Demetrius Washington's life keeps soaring skyward.
He hit .389 for Silver Bluff last season and led the Augusta area with nine triples. He's 6 feet tall and weighs 175 pounds. The scouts say his best position is center field, but he plays shortstop for Silver Bluff because that's what is best for the team.
Everything he does is fast. He runs fast. He can throw a baseball 91 miles an hour, but swinging a bat very fast is what he does best.
It appears he is on the fast track to professional baseball. He's got the right reference material to entertain those thoughts.
He has been invited to play for the United States Junior Olympics team next September in Cuba. The invitations were mailed to the top 144 young players in the nation. Only the best amateur players younger than 19 got the letters from USA Baseball.
He has earned an invitation to the AFLAC All-American High School Game this summer. He has been invited - directly by Major League Baseball - to the premier East Coast Showcase scouting event in Wilmington, N.C., this summer.
His family has set a goal to be a first-round pick in the major league amateur draft in 2007. If someone said that's out of the reach of a youth from Petticoat Junction, he'd wince.
He might even be a bit offended. Not many know how hard he has worked to see letters like those.
"The thing about Demetrius is he wants to be great," Silver Bluff coach Keith Radford said. "Most do. But he's different because he works his tail off. He puts the time in to train his God-given gifts."
Washington takes a radical approach. There's no such thing as too much individual practice.
He takes dozens of swings in front of a mirror every day. Washington videotapes them. He has thought of baseball as a job since he was 12 years old.
"I bet the neighbors think our house came with a built-in pitching machine in the back," said Nestor Washington, Demetrius' father. "He's had a batting cage for three or four years now. And he wears it out."
The longest Demetrius said he has gone without touching a baseball in the past five years is about five days.
"Let's say I had a dollar," Nestor Washington said. "No. Make it a dime for every ball I've thrown him or every swing he's taken in our yard. I'd have enough money to buy where I work.
"And I work at Savannah River Site."
A typical day is 500 to 1,000 swings. There are very few, if any, players in this area who maintain that regimen. It seems as if taking things too far is the only way he'll know how far he can go.
"I hear all the good things people say," Washington said. "I've got those letters. But that doesn't mean my work is done. It means I have a chance to do something playing baseball."
The funny part is he has struggled this year. All he saw during summer travel ball were pitchers who threw between 87 and 95 mph. He could hit those guys.

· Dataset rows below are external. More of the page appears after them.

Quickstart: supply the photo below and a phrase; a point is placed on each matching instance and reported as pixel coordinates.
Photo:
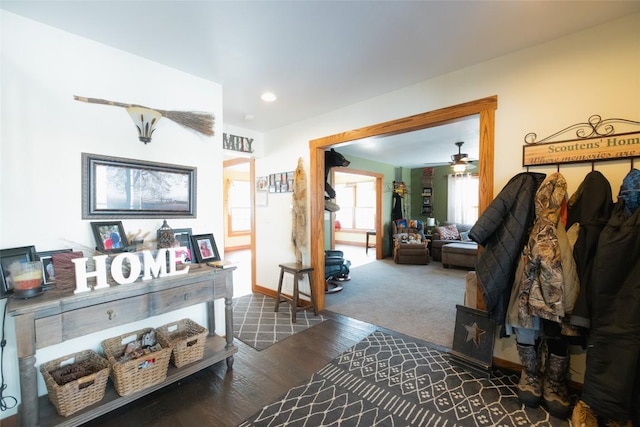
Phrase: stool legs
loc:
(279, 290)
(294, 300)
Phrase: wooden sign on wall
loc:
(614, 147)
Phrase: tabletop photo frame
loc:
(110, 236)
(205, 248)
(8, 257)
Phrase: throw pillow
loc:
(448, 232)
(414, 238)
(401, 237)
(464, 236)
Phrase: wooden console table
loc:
(57, 316)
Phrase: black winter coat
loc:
(591, 207)
(503, 229)
(612, 375)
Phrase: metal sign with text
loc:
(613, 147)
(237, 143)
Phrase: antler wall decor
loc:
(199, 121)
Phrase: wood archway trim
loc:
(484, 107)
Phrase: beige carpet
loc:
(416, 300)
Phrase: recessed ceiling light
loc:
(268, 97)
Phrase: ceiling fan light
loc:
(458, 167)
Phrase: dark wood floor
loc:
(218, 397)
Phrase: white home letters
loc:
(153, 267)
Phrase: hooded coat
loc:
(546, 284)
(590, 206)
(502, 230)
(612, 375)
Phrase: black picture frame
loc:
(46, 257)
(473, 338)
(183, 238)
(204, 248)
(9, 256)
(110, 236)
(115, 187)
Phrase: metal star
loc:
(473, 333)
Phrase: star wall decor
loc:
(473, 333)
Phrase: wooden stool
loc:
(298, 271)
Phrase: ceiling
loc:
(319, 56)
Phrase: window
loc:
(462, 198)
(357, 203)
(239, 193)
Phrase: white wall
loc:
(542, 89)
(44, 130)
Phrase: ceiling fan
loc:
(460, 162)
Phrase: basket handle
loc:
(87, 381)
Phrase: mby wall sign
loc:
(237, 143)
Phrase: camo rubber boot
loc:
(583, 416)
(530, 386)
(554, 391)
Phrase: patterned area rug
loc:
(256, 324)
(390, 381)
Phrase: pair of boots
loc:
(532, 389)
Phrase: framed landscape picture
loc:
(114, 187)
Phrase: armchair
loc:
(409, 243)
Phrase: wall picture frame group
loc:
(115, 187)
(204, 248)
(110, 236)
(8, 257)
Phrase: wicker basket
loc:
(79, 393)
(136, 374)
(187, 339)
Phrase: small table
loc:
(369, 233)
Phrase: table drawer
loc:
(48, 331)
(183, 296)
(107, 315)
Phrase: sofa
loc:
(409, 243)
(444, 234)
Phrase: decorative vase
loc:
(166, 238)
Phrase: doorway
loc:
(484, 107)
(239, 220)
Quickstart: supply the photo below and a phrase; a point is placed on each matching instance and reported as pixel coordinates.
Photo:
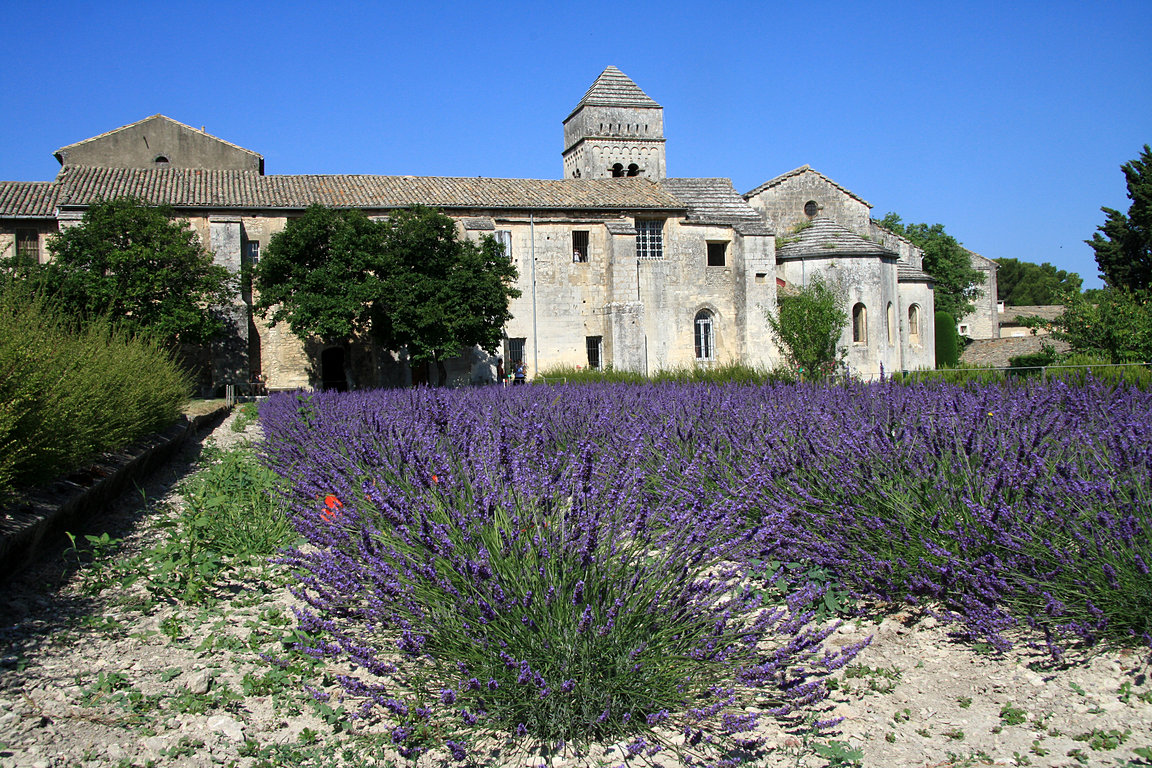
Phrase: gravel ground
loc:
(92, 674)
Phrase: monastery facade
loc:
(619, 264)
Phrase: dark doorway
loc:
(332, 369)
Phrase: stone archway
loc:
(332, 369)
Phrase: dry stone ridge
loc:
(619, 264)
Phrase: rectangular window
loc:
(649, 238)
(28, 245)
(595, 346)
(717, 253)
(514, 352)
(503, 236)
(580, 246)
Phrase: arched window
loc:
(705, 336)
(859, 324)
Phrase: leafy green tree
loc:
(141, 267)
(321, 274)
(1116, 325)
(1023, 283)
(808, 327)
(407, 282)
(957, 283)
(1123, 243)
(947, 349)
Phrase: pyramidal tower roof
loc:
(615, 89)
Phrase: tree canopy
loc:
(141, 267)
(407, 281)
(808, 327)
(1023, 283)
(1114, 324)
(957, 283)
(1123, 243)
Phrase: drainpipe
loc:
(536, 339)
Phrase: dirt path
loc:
(93, 674)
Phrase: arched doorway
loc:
(332, 370)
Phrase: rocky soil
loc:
(93, 673)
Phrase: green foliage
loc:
(320, 274)
(408, 281)
(1123, 243)
(957, 283)
(1081, 370)
(233, 511)
(139, 266)
(1033, 360)
(1023, 283)
(808, 327)
(947, 340)
(67, 396)
(1116, 326)
(961, 374)
(727, 373)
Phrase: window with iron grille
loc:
(28, 245)
(580, 246)
(650, 238)
(503, 236)
(717, 255)
(514, 352)
(595, 346)
(859, 324)
(705, 340)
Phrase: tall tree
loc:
(957, 283)
(808, 327)
(1123, 243)
(143, 268)
(1023, 283)
(407, 282)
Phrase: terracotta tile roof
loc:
(796, 172)
(1012, 314)
(239, 189)
(28, 199)
(614, 89)
(715, 202)
(825, 237)
(908, 273)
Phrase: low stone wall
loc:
(43, 514)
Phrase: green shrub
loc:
(962, 373)
(947, 340)
(724, 373)
(1081, 369)
(68, 395)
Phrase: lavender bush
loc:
(581, 564)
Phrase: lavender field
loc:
(656, 565)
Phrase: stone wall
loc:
(159, 142)
(782, 204)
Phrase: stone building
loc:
(619, 264)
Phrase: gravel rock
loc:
(916, 698)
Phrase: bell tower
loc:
(615, 130)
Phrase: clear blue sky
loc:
(1005, 121)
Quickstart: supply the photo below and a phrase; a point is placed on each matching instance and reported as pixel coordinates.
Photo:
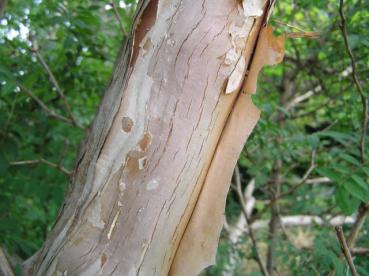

The pitchers he has seen so far this season barely throw 80 mph. It's tough adjusting the timing to slow down his rattlesnake-quick wrists. He went four games without a hit. He was hitting .200 after nine games this year, but the Silver Bluff stat charts recorded him as making solid contact on two-thirds of his at-bats this year. He was just off.
So he worked harder on finding that timing.
"My proud moments are seeing him go out after playing or practice to take more swings in the backyard," Nestor Washington said. "I don't need to say a word. He does it all on his own."
It paid off in a 5-for-5 performance against Aiken on Monday.
Washington has heard about the can't-miss kids who somehow missed out on a bright future.
"That's why I work so hard," Washington said. "So I know if I don't make it to the major leagues, it will not be because I didn't give it all I could."
That's why on rainy days he leaves his own batting cage and drives to Evans to the indoor batting cages at the Five-Tool Baseball Academy.
"Every night I go to bed knowing all of this is worth it," Washington said. "I don't sleep right if I lay down knowing I didn't do the work I needed. I won't burn out like this. I'm burning up to play baseball.
"I go to bed knowing what's to come and how much harder I have to work. I wake up every morning ready to go ahead. Knowing I have to work again the next day and to do it all again full-throttle."